Any finance director should be made aware of the following options:
Enhanced Capital allowance – The ECA scheme means that a business can invest in energy-saving plant or machinery that might otherwise be too expensive. The first-year allowances let businesses set 100% of the cost of the assets against taxable profits in a single tax year.
Domestic RHI – The Domestic Renewable Heat Incentive (RHI) is a government scheme intended for domestic applications
Non-Domestic RHI – The Non-Domestic Renewable Heat Incentive (RHI), also known as the Commercial RHI, deals mainly with commercial applications or ‘district’ heating schemes
Grants – A grant is a quantity of money for financial assistance that can be offered by the government, organisation, or person for a specific purpose. Unlike a loan, you do not have to pay back the money.
ECO Funding – The Energy Company Obligation (ECO) places legal obligations on the larger energy suppliers to deliver energy efficiency measures to domestic energy users. The amount of ECO funding awarded depends on the amount of lifetime savings per technology.
Alternative Funding Option
Utility contract – Revised utility rates incorporating a funding agreement of assets over a period of between 1-5 years, providing long term security against price increases whilst allowing implementation of energy saving measures.

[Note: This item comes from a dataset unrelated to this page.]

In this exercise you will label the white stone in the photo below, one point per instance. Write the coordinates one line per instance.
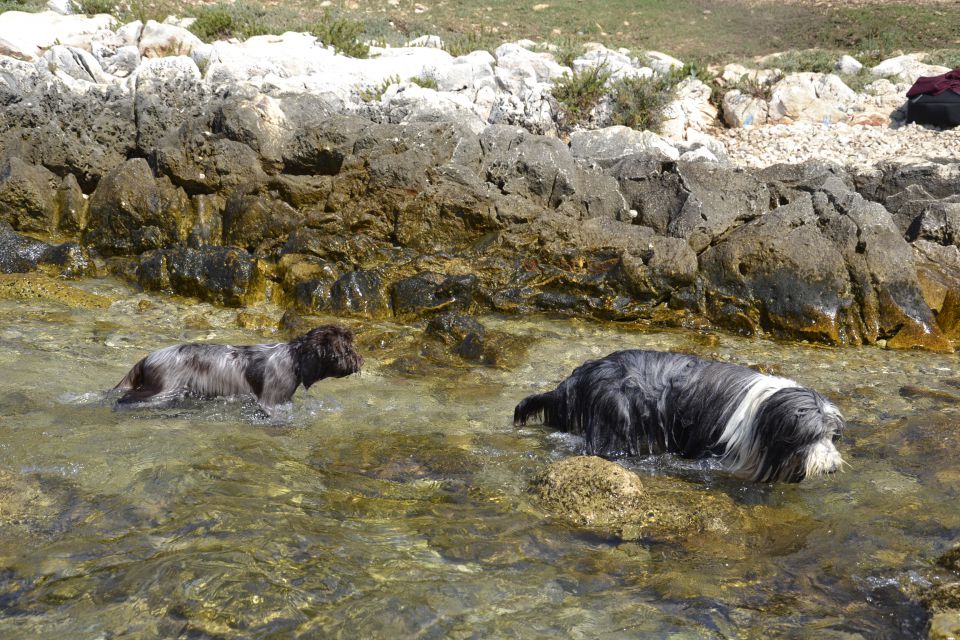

Power Purchase Agreement (PPA)- this is specific funding which allows companies to install sustainable energy solutions with no up-front costs and with the added benefit of having the system fully maintained.
Private investment (Able to Buy) in which clients fund their own energy efficient solutions, allowing them to benefit from significant savings in energy costs.
Asset finance (Pay as you Save) whereby the technology is funded via asset finance, or commercial loans. With this option, the savings generated by the system pay off the initial outlay, typically within 5-7 years which may be assisted by government incentives.